Formation à la TNH : quand Dominique Domerçant intervient au moment opportun…
Le célèbre peintre-journaliste Dominique Domerçant a offert, le vendredi 5 décembre 2025, une formation sur la diplomatie culturelle aux journalistes juniors de la Télévision Nationale d’Haïti. Cette séance s’inscrit dans le cadre du programme de formation « Les vendredis de la transmission », instauré depuis quelques mois par la Direction culturelle et éducative de la TNH à l’intention de son personnel.

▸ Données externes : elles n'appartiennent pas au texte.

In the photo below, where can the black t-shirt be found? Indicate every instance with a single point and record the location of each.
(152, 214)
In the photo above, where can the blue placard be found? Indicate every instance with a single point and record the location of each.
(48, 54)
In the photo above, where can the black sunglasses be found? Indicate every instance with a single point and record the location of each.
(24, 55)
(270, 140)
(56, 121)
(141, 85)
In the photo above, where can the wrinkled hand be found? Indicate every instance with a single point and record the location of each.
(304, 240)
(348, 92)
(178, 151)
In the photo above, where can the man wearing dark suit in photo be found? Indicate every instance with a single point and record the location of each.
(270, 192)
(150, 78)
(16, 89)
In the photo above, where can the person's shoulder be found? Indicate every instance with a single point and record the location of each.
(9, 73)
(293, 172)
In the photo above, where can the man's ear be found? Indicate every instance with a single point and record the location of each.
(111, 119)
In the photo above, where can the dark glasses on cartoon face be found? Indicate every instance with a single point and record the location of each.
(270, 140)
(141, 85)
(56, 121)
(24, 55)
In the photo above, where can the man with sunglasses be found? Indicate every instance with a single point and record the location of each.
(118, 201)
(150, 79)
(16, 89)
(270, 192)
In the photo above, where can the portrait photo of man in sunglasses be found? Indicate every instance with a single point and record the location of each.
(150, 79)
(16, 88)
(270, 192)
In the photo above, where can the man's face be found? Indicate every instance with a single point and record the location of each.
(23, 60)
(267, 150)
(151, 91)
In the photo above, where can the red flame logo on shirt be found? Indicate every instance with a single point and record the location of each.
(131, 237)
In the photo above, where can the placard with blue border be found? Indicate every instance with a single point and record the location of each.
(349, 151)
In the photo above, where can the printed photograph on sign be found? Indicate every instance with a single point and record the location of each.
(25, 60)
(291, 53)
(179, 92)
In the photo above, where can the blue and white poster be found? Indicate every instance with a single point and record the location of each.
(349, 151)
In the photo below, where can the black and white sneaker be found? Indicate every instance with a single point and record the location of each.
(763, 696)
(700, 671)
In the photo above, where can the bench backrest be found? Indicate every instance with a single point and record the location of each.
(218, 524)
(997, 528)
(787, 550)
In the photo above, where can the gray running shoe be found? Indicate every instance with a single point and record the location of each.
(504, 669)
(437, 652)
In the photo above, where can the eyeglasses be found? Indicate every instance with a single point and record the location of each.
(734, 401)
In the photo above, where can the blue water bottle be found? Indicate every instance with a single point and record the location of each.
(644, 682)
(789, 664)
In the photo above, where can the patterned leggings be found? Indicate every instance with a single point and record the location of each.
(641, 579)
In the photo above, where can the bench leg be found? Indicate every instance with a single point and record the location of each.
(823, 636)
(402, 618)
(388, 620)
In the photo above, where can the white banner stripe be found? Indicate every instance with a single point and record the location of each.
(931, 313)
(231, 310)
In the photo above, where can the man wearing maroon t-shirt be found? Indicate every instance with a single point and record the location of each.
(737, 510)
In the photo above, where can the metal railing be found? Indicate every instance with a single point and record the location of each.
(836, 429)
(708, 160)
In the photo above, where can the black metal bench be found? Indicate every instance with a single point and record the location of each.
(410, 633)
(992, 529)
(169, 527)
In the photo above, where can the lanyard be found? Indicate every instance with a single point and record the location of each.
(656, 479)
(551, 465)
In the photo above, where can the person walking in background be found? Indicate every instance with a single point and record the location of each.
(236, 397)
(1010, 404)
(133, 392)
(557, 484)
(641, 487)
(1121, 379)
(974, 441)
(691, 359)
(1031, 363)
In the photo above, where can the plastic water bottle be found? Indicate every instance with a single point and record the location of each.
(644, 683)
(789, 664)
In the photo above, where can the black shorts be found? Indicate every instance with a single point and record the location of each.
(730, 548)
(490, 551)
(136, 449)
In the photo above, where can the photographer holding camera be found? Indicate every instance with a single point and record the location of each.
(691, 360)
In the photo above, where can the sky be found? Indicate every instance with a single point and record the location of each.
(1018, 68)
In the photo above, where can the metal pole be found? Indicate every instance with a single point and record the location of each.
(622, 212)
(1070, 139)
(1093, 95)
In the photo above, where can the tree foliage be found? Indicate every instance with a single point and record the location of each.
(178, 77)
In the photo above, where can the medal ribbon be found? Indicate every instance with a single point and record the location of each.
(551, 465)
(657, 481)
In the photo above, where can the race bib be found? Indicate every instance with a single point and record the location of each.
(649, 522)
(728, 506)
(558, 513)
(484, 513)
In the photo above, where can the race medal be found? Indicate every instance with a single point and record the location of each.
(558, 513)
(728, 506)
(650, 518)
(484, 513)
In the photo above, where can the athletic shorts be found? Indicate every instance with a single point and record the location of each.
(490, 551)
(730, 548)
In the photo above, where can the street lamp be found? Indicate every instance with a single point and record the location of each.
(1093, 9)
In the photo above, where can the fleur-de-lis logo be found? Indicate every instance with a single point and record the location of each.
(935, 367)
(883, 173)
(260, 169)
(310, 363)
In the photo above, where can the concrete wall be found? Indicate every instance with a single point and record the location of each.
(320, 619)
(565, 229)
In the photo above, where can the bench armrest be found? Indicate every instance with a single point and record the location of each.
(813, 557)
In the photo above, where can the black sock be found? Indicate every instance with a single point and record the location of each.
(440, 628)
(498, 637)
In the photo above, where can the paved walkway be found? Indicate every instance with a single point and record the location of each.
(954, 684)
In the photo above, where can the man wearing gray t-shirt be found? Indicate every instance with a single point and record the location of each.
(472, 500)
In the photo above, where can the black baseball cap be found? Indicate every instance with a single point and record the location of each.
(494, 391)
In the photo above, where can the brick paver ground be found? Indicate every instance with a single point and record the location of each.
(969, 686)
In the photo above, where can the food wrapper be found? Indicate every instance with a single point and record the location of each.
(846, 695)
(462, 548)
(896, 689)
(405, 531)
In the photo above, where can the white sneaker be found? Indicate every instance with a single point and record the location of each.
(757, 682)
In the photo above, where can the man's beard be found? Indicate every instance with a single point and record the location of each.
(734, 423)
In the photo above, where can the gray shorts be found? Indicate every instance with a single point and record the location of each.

Au cours d’un exposé de plus de deux heures, l’ancien directeur des Affaires politiques du ministère des Affaires étrangères a dévoilé aux jeunes journalistes un aspect essentiel de leur responsabilité indirecte dans la diplomatie culturelle d’Haïti. D’emblée, il se positionne sur la convention de Vienne de 1961 comme base référentielle. Il définit le terme ambassadeur comme toute personne qualifiée et compétente appelée à représenter son pays et à servir les intérêts de celui-ci. À la suite de cela, il fait une présentation brève, mais éloquente du champ d’activité que constituent les relations internationales, en prenant soin de s’arrêter sur les quatre fonctions principales de l’ambassadeur : représentation — défense des intérêts étatiques — négociation — partage et information.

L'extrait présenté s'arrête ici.